Tate Britain, which has organised the prize since 1984, said it would be impossible to organise the annual nominees' exhibition.
Instead, Tate will give bursaries each worth £10,000 to help 10 artists at this "exceptionally difficult time".
Past winners include Damien Hirst, Grayson Perry and Steve McQueen.
The last time it was not awarded was in 1990, after the award's sponsor went bankrupt.
'Hour of need'
Tate Britain director Alex Farquharson said: "Gallery closures and social distancing measures are vitally important, but they are also causing huge disruption to the lives and livelihoods of artists.
"The practicalities of organising a Turner Prize exhibition are impossible in the current circumstances, so we have decided to help support even more artists during this exceptionally difficult time.
"I think JMW Turner, who once planned to leave his fortune to support artists in their hour of need, would approve of our decision."

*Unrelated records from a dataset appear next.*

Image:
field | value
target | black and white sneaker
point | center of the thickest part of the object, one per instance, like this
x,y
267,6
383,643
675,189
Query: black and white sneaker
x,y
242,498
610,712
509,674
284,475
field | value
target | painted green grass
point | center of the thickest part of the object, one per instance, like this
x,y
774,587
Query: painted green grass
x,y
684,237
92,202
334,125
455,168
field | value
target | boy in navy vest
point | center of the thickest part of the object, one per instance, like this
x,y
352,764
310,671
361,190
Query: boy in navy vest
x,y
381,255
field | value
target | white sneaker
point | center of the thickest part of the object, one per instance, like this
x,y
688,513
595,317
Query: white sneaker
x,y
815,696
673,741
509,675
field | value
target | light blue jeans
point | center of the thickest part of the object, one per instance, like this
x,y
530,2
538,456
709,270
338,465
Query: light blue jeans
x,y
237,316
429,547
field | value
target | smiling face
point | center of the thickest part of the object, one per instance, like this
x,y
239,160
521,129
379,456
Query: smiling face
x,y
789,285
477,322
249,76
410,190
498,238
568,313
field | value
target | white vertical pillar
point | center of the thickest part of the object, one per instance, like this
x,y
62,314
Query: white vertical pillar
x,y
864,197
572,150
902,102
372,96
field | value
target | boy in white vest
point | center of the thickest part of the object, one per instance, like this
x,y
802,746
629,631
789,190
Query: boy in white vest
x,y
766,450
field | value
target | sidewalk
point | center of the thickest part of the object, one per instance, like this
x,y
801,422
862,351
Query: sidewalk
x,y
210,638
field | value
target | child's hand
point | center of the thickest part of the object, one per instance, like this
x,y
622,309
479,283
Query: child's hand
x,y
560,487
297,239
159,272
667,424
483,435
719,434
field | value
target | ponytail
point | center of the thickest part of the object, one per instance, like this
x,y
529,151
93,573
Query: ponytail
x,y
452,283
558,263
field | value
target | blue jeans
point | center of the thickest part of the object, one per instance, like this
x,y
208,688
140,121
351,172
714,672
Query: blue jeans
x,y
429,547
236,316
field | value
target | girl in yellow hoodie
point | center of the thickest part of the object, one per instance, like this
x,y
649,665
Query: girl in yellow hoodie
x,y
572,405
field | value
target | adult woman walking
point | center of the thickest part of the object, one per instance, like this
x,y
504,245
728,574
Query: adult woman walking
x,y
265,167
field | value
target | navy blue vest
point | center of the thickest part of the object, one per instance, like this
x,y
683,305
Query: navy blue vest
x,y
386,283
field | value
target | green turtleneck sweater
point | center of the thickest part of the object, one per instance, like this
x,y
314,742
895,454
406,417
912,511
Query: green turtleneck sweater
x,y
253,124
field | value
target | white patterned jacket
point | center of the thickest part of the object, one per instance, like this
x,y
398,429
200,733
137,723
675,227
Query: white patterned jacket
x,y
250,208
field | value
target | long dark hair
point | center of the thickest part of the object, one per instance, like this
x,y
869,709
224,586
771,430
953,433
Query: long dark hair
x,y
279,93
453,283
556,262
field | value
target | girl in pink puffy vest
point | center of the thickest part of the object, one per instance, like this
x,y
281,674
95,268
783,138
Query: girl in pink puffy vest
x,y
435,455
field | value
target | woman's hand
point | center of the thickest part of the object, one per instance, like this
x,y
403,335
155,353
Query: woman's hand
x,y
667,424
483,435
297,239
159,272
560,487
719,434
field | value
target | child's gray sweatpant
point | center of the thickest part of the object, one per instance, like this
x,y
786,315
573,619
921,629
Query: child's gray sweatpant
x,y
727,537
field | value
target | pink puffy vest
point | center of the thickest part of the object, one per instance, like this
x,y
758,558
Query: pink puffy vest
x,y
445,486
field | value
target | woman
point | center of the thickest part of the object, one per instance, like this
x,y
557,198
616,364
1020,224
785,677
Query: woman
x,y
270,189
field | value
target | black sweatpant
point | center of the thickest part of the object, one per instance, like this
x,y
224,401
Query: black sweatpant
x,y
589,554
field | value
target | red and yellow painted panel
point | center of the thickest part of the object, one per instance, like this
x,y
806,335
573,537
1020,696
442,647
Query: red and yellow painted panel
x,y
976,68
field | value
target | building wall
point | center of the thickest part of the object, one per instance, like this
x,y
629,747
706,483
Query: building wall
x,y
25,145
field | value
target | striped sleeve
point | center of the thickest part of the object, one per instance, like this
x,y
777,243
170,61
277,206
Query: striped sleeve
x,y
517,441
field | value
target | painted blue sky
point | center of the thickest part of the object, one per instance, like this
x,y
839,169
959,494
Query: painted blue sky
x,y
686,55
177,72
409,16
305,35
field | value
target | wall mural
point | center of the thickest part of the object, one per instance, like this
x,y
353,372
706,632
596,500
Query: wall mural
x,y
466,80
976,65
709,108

The prize is named after the great painter, who hoped to leave part of his estate to help "distressed landscape painters" and "poor and decayed male artists" after his death in 1851.
Farquharson added: "I appreciate visitors will be disappointed that there is no Turner Prize this year, but we can all look forward to it returning in 2021."
The move to give equal amounts of money to 10 artists follows last year's decision to split the usual £40,000 prize between the four shortlisted artists.
The nominated quartet successfully argued that their work was "incompatible with the competition format, whose tendency is to divide and to individualise".
The prize has been controversial in the past, gaining infamy in the 1990s with nominees and winners including Hirst's cows in formaldehyde, Tracey Emin's unmade bed and Martin Creed's empty room with lights going on and off.
According to the Tate's announcement on Tuesday, this year's judging had been at an advanced stage.
'Disruption and uncertainty'
"This year's jury has spent the past 12 months visiting hundreds of exhibitions in preparation for selecting the nominees," it said.
But the gallery said the decision to replace this year's prize with grants "was made to help support a larger selection of artists through this period of profound disruption and uncertainty".
The usual prize money has been supplemented by extra sponsorship to allow Tate to provide Turner Bursaries worth £100,000. The recipients will be announced in June.